Talking of harvest, last Sunday was Harvest Thanksgiving here. There had been a plea for money with envelopes for donations being delivered to all and sundry, then on Sunday each group processed in turn to the front of the church and the pastor announced how much they’d contributed. I had to go up with the group from the hospital, very embarrassing, especially doing the soft shoe shuffle they perform as they make their way slowly down the aisle! The final total was 440,000 francs (around £440) – an astonishing sum given that a “good” salary here can be as little as 10,000 francs a month. The money will be used for refurbishment of the church.
The Cameroonians love a fête and 1st May is no exception. Normally employers pay for their staff to have a tee-shirt for the day and for transport to the nearest big town for the "défilé", but the UEBC (our employer) said they couldn't afford it this year so we had a simple get together of the staff here in Zidim - food, drink and dancing, all very jolly. Anne even had a go at carrying a heavy pot as the African women do – on her head (see photo). Highlight was when the newly appointed hospital administrator, Michel who is normally a very sedate dignified guy, wanted to celebrate his new post “Grand Prix” style. Since there was no champagne, a bottle of beer was used instead – very messy! Since 1st May was a Thursday and close to the weekend, Friday becomes a public holiday as
well – it’s written in the law here, according to God Damn!

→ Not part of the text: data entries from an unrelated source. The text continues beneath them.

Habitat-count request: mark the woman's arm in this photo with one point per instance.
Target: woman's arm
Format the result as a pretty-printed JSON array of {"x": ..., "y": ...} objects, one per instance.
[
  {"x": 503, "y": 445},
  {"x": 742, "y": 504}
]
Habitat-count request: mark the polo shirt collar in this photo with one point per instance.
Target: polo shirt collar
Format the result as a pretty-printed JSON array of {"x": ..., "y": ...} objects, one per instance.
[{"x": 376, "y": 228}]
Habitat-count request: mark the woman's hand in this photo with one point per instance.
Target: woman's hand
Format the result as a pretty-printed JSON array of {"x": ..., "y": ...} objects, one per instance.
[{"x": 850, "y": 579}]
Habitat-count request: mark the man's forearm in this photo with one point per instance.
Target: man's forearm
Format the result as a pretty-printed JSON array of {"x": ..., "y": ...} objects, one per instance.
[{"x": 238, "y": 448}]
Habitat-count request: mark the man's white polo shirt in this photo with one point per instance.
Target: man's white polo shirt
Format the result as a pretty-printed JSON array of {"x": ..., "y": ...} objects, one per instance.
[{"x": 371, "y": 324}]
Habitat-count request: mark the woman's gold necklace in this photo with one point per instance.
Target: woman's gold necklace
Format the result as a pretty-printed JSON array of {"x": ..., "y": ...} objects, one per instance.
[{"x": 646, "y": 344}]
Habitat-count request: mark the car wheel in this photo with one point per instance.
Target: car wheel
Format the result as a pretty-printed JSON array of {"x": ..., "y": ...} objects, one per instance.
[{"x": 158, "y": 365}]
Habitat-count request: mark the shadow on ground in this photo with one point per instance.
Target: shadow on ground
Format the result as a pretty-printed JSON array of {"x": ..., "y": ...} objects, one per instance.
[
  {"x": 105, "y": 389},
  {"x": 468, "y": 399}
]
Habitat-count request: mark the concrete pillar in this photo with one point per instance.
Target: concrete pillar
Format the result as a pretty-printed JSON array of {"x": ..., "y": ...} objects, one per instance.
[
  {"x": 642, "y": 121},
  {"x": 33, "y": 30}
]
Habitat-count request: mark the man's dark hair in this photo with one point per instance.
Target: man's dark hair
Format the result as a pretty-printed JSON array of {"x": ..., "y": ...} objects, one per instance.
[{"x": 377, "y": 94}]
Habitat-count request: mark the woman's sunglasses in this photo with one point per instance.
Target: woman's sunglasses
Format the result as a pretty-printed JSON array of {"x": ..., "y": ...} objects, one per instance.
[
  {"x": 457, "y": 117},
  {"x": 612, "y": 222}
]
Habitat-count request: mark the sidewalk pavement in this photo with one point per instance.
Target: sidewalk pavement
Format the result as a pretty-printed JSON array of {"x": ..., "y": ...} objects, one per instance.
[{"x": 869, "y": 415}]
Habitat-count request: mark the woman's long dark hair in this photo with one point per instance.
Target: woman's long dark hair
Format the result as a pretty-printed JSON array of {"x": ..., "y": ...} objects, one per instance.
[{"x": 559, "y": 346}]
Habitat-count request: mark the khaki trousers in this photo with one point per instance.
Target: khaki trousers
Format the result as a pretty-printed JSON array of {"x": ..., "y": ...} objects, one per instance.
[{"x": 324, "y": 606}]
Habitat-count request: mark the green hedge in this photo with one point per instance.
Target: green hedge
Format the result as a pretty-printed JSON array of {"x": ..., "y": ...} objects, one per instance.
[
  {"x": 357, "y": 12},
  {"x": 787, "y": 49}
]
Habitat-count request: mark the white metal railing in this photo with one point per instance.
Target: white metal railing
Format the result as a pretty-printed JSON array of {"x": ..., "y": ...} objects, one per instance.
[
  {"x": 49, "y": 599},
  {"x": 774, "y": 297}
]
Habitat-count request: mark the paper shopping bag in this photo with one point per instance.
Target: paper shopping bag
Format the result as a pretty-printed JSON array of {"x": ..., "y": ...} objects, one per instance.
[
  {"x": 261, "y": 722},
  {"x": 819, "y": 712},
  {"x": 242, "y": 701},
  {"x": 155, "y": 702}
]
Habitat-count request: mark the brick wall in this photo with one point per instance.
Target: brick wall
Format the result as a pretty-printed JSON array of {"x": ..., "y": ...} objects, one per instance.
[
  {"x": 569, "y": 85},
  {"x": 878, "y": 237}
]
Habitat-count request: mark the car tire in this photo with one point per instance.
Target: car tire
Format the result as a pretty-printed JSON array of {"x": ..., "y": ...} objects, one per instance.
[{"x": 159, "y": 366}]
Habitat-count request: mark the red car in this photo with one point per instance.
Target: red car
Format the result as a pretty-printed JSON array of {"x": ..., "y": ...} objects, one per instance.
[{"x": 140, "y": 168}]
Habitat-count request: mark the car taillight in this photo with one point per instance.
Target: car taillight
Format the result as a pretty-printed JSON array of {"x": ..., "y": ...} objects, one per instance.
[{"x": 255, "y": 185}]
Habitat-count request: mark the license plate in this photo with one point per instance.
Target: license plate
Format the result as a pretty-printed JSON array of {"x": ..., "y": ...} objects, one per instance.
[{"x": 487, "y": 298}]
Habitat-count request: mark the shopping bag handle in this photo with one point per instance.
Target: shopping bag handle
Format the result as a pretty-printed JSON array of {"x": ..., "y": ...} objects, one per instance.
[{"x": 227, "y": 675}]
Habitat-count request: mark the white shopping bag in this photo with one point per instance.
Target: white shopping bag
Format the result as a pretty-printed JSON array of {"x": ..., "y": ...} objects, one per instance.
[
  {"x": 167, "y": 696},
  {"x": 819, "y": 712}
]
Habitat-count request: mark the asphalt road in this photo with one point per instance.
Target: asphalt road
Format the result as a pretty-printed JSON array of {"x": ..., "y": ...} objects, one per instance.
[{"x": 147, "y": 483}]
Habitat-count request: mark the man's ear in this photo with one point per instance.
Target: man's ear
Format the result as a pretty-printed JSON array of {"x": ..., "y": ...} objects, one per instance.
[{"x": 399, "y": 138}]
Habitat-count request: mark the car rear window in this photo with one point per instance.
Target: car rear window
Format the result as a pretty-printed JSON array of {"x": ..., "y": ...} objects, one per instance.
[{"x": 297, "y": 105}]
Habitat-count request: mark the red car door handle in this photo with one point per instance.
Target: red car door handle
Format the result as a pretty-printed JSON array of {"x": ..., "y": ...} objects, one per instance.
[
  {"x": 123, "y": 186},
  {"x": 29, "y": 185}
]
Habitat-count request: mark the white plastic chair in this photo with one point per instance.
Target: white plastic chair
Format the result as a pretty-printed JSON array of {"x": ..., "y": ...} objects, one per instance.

There’s been a bit of a change in the weather with signs that the rainy season will be with us soon. On three occasions we have had torrential rain preceded by very strong winds. Although not much, it has been enough to encourage shoots to appear on trees and bushes. There are even some patches of green where the grass is beginning to grow again. A variety of exotic birds can be seen now – we’ve asked our daughter, Shona, to bring a book on West African birds with her when she comes next month. We have also had a taste of how quickly the dirt road can become a quagmire – soon the shortest route (all 23 Km of it) to the main tarmac road for Maroua will become impassable.
Finally, I really think I could have a career here as a handyman. Our girls will tell you that DIY stands for Destroy It Yourself. Well, the attached photos show some random “professional” repairs around our house; door catches made from bent nails and Anne’s repaired basin. Think I could do as good a job!